The season, and as of 2003, series finale is a cliffhanger episode, ending with the entire cast, aside from Principal Scudworth and Mr.Butlertron, deep-frozen.
- Abe Lincoln: A naïve yet nice guy, forever wrestling with the legacy of his clonefather, Abraham Lincoln. He is in love with Cleopatra. Voice by Will Forte.
- Joan of Arc: A cynical, regretful, and angst-ridden goth clone of Joan of Arc with a crush on her best friend, Abe. Although she does not seem to be an obvious goth, she called herself one during a confession to Jesús Cristo in the third episode. Voice by Nicole Sullivan.
- Gandhi: Buckling under the pressure of being a clone of Mahatma Gandhi, he has become a non-stop party machine instead. Voice by Michael McDonald. His portrayal as a party animal enraged many in India, including prominent members of India's parliament
- Cleopatra: A sharp, sultry, seductive, cruel and manipulative clone of Cleopatra VII of Egypt. She has a big ego and sees herself as a queen.
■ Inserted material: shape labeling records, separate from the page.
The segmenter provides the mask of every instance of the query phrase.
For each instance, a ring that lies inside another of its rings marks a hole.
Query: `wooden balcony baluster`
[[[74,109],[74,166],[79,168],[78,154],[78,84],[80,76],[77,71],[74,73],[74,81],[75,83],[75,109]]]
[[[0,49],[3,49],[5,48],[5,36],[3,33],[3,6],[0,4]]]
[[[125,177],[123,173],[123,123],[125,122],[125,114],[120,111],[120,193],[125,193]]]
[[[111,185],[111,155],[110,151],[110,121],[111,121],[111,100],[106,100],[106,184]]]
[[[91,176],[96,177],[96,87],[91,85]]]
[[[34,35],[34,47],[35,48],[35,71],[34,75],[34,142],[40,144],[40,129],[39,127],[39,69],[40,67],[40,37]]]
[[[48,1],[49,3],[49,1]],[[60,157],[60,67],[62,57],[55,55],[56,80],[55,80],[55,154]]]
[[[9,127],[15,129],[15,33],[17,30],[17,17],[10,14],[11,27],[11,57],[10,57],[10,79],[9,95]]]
Voice by Christa Miller.
- JFK: The obnoxious, womanizing school jock who believes he is doing a good job of living up to John F. Kennedy, whom he believes to have been "A macho, womanizing stud who conquered the MOON!" He has an even bigger ego than Cleo. Voice by Christopher Miller.
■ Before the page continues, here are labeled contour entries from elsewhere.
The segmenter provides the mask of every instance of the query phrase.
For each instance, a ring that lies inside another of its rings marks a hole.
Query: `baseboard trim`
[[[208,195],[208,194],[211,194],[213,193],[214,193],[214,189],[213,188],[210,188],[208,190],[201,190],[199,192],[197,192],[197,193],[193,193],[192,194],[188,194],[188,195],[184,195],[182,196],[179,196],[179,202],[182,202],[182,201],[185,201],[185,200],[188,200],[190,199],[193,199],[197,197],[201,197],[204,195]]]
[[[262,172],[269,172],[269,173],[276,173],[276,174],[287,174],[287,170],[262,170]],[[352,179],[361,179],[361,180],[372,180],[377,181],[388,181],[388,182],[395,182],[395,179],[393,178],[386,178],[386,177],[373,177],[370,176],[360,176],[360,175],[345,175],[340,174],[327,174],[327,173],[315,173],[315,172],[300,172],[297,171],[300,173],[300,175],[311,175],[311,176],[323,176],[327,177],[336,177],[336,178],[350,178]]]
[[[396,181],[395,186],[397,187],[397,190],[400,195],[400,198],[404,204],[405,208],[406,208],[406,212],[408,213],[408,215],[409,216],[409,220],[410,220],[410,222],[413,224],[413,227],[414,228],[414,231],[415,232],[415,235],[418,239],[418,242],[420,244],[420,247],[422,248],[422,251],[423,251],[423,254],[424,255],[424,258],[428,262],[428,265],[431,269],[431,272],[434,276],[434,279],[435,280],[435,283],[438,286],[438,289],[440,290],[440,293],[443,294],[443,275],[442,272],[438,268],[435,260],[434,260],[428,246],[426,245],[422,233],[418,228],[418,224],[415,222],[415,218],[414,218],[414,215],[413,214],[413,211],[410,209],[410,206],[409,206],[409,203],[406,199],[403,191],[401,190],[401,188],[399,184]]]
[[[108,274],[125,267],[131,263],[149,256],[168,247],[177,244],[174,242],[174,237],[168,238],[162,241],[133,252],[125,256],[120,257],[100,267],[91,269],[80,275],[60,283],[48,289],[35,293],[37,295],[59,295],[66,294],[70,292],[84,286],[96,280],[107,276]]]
- Principal Cinnamon J. Scudworth, Ph.D.: A deluded, self-aggrandizing megalomaniac who always wears rubber dish-gloves and has an annual psychological breakdown after which he attempts to kill John Stamos. Voice by Phil Lord
- Mr. Butlertron: A robot who is programmed with a highly sensitive compassion protocol (a parody of Mr. Belvedere). Also known as Mr. B. He calls everyone "Wesley", a reference to the youngest son on Mr. Belvedere, Wesley Owens. Voice by Christopher Miller.
- Mr. Sheepman: A kindly history teacher at Clone High, and the first mostly human clone with a little sheep DNA mixed into his genetic composition (a parody of Dolly the Sheep). His mannerisms are a parody of Don Knotts. Voice by Andy Dick.*
- Secret Board of Shadowy Figures: A secretive government organization who employs Principal Scudworth and is sponsored by Puma.
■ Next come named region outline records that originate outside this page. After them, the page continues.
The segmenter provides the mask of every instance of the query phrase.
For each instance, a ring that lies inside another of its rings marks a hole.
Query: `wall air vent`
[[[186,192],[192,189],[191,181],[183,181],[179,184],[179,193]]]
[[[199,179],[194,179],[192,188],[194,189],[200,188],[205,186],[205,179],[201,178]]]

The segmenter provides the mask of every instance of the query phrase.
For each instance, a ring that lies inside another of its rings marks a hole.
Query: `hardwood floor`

- Other Characters: Other characters in the series that have appeared include Marie Currie, van Gogh, Julius Caesar, George Washington Carver, Catherine the Great, Helen of Troy, Genghis Khan, Jesús Cristo (Jesus Christ), Ponce (Juan Ponce de León), Thomas Edison, Napoleon Bonaparte, Paul Revere, Buddy Holly, Martin Luther King, Jr. and others.
Clone High premired on November 2, 2002, after that eight new episodes were shown one week after the next (Season 1, Part 1), then after a one month break, the remaining four were aired (Season 1, Part 2).